Aid with Muscle: EU Commission Suspends Funds to Bulgaria

Today the European Commission issued an extremely critical report on Bulgaria’s fight against corruption and organized crime in the country.  So little progress has been made that the Commission decided to formally suspend aid to Bulgaria—the poorest member of the EU—and revoke the accreditation of the two government agencies that handle the funds received from the EU.

“The fight against high-level corruption and organised crime is not producing results . . . Corruption and fraud is affecting the delivery of EU financial assistance . . . A clear strategy to cleanse the system is needed,” a final draft of the report states, according to the Financial Times.

The financial sanctions come as a harsh blow to Bulgaria, which has relied heavily on pre-accession funding from the EU to develop infrastructure and spur economic growth.  The country could lose 600 million Euros, if not more, in pre-accession transfers.

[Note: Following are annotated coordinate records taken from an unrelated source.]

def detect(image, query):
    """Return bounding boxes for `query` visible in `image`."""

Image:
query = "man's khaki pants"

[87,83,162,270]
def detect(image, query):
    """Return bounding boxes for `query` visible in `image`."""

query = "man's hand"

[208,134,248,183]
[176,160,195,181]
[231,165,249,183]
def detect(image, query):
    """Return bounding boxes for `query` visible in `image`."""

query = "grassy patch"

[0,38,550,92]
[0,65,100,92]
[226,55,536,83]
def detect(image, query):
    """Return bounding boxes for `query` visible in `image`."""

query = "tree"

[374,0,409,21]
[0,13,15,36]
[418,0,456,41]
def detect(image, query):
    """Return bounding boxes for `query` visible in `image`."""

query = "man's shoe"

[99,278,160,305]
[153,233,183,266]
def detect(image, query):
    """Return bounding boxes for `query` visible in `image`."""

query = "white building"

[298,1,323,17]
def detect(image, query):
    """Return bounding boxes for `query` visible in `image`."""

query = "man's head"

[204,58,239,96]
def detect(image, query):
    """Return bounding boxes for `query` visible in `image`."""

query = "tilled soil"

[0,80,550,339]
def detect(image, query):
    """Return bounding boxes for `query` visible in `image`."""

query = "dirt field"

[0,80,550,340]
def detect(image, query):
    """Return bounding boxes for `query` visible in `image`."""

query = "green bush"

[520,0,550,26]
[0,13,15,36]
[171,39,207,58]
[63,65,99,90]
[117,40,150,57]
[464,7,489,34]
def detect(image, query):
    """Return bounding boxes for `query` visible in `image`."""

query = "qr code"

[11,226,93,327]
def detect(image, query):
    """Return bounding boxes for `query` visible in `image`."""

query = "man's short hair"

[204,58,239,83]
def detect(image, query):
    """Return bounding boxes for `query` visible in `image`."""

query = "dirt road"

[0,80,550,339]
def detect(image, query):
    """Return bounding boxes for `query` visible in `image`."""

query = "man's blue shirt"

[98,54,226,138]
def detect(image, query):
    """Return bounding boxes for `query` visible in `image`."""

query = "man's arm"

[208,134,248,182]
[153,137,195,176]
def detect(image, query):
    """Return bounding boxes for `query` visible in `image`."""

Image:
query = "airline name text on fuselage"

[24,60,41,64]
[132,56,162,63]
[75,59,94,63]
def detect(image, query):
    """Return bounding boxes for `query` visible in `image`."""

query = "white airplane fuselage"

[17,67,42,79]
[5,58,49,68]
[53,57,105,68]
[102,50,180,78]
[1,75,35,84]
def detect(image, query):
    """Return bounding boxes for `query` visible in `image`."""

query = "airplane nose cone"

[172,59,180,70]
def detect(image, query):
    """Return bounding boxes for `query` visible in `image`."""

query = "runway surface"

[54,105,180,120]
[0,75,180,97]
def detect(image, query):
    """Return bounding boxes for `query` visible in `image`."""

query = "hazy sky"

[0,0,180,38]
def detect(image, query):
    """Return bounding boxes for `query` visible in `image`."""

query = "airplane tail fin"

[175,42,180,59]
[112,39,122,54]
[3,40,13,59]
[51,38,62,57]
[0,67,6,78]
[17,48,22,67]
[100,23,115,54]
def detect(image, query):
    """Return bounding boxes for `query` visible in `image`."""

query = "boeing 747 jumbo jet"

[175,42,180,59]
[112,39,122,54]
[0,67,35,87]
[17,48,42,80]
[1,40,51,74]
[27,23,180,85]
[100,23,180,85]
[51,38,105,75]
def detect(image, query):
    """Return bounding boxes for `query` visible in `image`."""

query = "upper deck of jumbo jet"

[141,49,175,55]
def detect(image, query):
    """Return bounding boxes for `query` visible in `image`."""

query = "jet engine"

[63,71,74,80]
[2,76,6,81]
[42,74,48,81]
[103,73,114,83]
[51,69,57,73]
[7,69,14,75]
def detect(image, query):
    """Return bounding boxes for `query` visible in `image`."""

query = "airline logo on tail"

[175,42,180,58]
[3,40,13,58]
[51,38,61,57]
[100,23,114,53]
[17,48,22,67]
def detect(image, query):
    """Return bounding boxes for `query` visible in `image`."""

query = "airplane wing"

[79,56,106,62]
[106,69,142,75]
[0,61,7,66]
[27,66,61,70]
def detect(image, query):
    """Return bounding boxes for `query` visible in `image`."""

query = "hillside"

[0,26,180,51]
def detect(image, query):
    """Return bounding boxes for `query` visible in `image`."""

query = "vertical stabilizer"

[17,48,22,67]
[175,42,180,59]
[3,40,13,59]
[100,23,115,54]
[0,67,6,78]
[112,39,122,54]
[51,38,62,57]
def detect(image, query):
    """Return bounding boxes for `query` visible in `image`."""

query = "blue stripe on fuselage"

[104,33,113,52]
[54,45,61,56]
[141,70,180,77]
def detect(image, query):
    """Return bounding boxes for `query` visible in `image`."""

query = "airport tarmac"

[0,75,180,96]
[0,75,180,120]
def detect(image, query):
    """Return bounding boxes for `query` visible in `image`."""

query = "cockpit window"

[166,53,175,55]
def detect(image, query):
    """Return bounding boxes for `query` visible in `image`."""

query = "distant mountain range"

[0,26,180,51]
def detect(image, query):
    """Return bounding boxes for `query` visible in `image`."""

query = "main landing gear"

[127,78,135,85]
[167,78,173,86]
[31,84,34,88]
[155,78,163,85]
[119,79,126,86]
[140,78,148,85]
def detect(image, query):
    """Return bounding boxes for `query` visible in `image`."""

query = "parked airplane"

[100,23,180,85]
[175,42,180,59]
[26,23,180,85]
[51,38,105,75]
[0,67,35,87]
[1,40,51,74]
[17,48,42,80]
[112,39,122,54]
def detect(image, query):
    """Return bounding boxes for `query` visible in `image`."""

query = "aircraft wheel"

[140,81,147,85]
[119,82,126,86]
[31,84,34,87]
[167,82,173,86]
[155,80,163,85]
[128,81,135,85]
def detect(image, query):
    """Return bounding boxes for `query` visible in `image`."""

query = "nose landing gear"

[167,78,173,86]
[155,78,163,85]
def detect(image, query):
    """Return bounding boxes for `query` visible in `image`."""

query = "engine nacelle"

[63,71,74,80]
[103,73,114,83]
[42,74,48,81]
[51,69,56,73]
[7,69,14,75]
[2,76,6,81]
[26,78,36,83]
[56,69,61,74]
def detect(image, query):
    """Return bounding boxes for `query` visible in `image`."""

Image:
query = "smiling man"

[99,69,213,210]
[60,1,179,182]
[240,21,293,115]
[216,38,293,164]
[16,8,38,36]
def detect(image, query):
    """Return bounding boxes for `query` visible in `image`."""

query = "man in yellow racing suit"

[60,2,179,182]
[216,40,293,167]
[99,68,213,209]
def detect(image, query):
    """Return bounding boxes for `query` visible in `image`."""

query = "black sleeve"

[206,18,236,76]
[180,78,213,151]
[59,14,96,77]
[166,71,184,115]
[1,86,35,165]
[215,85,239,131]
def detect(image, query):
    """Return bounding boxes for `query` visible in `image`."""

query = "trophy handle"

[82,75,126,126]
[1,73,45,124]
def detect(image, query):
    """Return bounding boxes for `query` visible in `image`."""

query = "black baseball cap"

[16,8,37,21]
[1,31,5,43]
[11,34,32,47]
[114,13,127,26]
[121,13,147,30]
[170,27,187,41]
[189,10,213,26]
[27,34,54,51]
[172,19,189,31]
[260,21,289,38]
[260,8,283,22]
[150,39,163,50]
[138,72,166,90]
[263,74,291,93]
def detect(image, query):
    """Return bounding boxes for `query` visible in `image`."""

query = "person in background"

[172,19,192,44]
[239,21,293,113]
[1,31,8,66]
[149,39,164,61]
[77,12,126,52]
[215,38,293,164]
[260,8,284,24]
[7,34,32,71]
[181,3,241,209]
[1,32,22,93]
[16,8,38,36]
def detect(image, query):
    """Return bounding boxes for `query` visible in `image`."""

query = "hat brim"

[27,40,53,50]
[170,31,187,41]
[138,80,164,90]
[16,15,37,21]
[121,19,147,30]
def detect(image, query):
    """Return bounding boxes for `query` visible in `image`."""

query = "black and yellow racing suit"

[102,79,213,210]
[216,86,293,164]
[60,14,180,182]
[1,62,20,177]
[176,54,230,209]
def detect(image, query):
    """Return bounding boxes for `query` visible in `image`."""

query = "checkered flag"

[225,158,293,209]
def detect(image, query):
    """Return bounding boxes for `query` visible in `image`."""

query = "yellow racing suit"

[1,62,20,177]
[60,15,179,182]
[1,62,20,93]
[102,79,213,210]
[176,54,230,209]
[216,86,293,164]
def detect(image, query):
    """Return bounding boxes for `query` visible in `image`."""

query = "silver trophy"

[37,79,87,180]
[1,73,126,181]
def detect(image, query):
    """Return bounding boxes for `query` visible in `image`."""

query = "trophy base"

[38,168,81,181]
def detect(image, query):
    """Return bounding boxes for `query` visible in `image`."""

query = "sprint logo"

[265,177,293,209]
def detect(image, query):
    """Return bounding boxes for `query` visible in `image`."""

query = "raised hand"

Bulgaria’s entry into the EU in 2007 was conditional on progress in judicial reforms.  However, the country has yet to enter the Schengen area of passport-free travel and the eurozone.  Workers in Bulgaria are eager for the country to be admitted to the areas in order to free themselves from employment and travel restrictions.  But, public concern over the country’s future in the EU has grown, especially in the wake of a string of scandals earlier this year that led Bulgarian President Georgy Parvanov to call for “uncompromising, tough action” against organized crime and corruption.  Judging by the European Commission’s announcements today, it seems that the calls were not tough enough.